Date: 5 May 2011
The event will be held in Jakarta, Indonesia, with the participation of distinguished participants from academia, government, civil society, international organizations, and the press. The list of well known participants making opening remarks, presentations and commenting on the publication includes:
Director of Programmes PT Strategic Asia
Economic Affairs Officer
Macroeconomic Policy and Development Division
United Nations Economic and Social Commission for Asia and the Pacific
United Nations Information Centre
Country briefing note <download pdf file>
Economic growth is led by a large and buoyant domestic market
Indonesia , with its large domestic market, was among the fastest growing major economies in 2009 at 4.5% and grew even faster, by 6.1%, in 2010.
The economy benefited from continued strength in household consumption, robust exports and improving investment.
Private consumption was supported by the availability of consumer financing and low household debt and mounting consumer optimism. Meanwhile, investment benefited from a recovery in lending to the private sector as well as increased inflows of foreign direct investment.
On the production side, the services sector, including retail and telecommunications, saw a sharp rebound compared to the more modest and steady recovery in industry.
In 2011, Indonesia is expected to see growth accelerate to 6.5%.
Strong capital inflows and rising commodity prices, if well managed, should provide additional resources to narrow the social and infrastructure gaps.
Inflation is on the rise, however, driven by higher food prices
Inflation in December 2010 reached nearly 7%, although the year-average was 5.1%.
Food commodities, particularly rice, dominated the list of commodities contributing most to inflation. Higher electricity tariffs also led to some upward pressure.
In response, the Government suspended rice import duties in January 2011 in a bid to boost rice stockpiles and extended the rice for the poor programme through 2011.
Fiscal improvements are being followed by subsidy reforms
Indonesia has successfully reduced its public external debt to below 30% of GDP from almost 90% in the past decade. Fiscal deficit is also gradually narrowing to near balance, making it cheaper for the Government to raise funds.
However, the lower-than-expected fiscal deficit in 2010 (0.6% of GDP) was primarily due to missing the implementation targets on planned public expenditures.
The Government stepped up efforts to reduce the subsidy bill, which took up 4% of GDP on average in 2007-2009.
At the same time, the Government has proposed boosting capital expenditure to finance infrastructure development and continue pro-poor social programmes.
Monetary stance becomes less accommodative
Bank reserve requirements were raised from 5% to 8% in November 2010, but the policy interest rate remained at 6.5% through 2010. As inflationary pressure mounted, however, policy rate was raised by 25 basis points in February 2011, the first hike since August 2009.
At the same time, measures were put in place to encourage banks with sufficient reserves to continue lending, including to micro-, small and medium-sized enterprises.
Boosted by strong foreign capital inflows, Indonesia 's stock market surged by 46% in 2010, making it one of the best performers.
As current account surplus narrows, capital account is marked by strong inflows
Indonesia saw its trade surplus rise in 2010, but with rapidly growing imports driven by a large and buoyant domestic market, the current account surplus is narrowing down. It fell to $6.3 billion in 2010, from $10.7 billion previous year.
In response to large capital inflows, Indonesia introduced restrictions on foreign purchases of short-term bonds issued by the central bank in June 2010, followed by additional measures to slow the currency appreciation introduced in December, including higher foreign currency reserve requirements. (As 2011 began, capital inflows somewhat moderated, leading to a downward correction in asset prices).
The Indonesian rupiah gained 4.6% against the dollar in 2010.
After declining in 2009, FDI inflows more than doubled to $12.8 billion in 2010.
Reserves reached $96 billion by end 2010, $36 billion above from the pre-crisis peak.
Continued effort is needed to address vulnerable employment and poverty
While unemployment has fallen to pre-crisis levels in many countries in South-East Asia , the formal sector has seen less improvement, as many of the workers who had been laid off were absorbed by the informal sector during the crisis.
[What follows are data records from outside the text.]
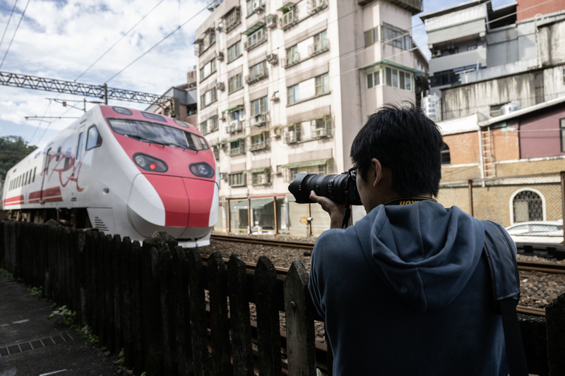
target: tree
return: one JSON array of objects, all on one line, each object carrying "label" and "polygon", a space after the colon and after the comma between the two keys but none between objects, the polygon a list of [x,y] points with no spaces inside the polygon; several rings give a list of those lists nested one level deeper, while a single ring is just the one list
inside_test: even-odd
[{"label": "tree", "polygon": [[8,170],[37,148],[19,136],[0,137],[0,179],[4,182]]}]

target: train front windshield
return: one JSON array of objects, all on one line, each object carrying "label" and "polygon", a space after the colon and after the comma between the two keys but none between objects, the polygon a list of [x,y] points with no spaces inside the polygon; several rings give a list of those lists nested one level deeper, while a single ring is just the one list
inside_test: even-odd
[{"label": "train front windshield", "polygon": [[108,121],[115,133],[138,141],[193,150],[210,148],[203,137],[177,128],[142,120],[109,119]]}]

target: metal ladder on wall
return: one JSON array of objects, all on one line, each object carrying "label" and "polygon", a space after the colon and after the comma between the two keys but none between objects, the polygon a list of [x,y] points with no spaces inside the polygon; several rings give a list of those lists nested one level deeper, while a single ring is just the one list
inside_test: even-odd
[{"label": "metal ladder on wall", "polygon": [[492,152],[491,147],[490,128],[486,131],[481,130],[481,145],[482,153],[482,169],[485,178],[492,178],[494,176],[494,168],[492,164]]}]

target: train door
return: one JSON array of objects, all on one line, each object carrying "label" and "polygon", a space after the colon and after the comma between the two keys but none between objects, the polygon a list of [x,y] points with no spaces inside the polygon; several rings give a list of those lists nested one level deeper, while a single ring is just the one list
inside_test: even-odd
[{"label": "train door", "polygon": [[40,190],[40,204],[42,204],[44,202],[43,201],[43,185],[45,183],[45,176],[47,176],[47,171],[49,171],[49,162],[51,159],[51,147],[47,149],[47,152],[45,153],[45,162],[43,164],[43,171],[41,174],[41,190]]}]

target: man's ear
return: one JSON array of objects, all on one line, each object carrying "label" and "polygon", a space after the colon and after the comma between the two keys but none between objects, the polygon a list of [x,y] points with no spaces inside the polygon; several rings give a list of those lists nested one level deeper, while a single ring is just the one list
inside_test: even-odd
[{"label": "man's ear", "polygon": [[368,175],[373,186],[376,187],[383,178],[383,168],[381,165],[381,161],[376,158],[371,159],[371,166],[369,167]]}]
In a number of countries including Indonesia , this change was often reflected in a decline in employment in the high value added manufacturing jobs and a rise in low value added activities in services and agriculture.
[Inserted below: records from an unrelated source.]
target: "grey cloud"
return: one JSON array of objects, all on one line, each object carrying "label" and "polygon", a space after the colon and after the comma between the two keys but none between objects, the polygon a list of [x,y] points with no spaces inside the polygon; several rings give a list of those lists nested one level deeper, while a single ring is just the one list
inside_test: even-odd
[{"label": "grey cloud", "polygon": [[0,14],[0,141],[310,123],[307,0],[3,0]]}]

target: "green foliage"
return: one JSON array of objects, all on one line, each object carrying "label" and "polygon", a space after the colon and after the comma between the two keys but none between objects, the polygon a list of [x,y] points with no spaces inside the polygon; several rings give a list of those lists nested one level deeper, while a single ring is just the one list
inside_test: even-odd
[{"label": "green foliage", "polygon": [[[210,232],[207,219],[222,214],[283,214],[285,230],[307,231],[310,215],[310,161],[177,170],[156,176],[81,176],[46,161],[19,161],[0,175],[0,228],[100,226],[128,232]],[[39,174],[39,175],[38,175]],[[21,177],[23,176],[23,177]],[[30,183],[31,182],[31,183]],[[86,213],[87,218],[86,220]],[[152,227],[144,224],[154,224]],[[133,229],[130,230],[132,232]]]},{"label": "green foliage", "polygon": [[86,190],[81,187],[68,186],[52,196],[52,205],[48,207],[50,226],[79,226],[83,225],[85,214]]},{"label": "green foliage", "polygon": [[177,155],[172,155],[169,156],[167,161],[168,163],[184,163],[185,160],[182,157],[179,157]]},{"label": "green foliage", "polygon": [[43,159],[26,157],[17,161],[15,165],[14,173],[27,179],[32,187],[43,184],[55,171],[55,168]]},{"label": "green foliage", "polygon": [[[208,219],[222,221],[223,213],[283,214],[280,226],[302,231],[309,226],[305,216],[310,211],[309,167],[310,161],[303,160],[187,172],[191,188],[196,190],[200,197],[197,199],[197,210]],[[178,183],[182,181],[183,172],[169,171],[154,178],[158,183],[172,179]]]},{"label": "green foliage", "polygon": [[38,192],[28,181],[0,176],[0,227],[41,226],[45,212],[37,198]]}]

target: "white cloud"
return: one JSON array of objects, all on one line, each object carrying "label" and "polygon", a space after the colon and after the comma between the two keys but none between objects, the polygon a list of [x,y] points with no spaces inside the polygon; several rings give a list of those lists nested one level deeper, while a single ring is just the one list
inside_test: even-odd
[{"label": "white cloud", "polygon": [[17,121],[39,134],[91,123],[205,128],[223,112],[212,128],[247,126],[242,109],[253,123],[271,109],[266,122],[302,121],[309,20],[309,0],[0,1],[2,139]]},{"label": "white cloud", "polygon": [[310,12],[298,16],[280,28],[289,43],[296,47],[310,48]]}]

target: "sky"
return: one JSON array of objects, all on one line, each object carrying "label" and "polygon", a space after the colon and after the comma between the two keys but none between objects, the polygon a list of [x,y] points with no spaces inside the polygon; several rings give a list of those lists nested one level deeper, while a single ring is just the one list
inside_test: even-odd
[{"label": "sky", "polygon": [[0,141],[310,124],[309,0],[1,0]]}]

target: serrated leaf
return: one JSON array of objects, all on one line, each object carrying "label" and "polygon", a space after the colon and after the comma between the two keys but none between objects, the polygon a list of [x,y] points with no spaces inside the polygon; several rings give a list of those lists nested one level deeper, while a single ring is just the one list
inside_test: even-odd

The informal sector, however, suffers from lower productivity, lower wages, poorer working conditions, and minimum levels of social protection.
This has serious implications not only for poverty but also for future growth.
Human resources and skills development—including strengthened education, technical and vocational training—are vital for sustained dynamism.
Such efforts will also help to tackle high youth unemployment. Moreover, considering that labour is one of the few assets of the poor, creating more and better jobs will help the poor to earn their way out of poverty.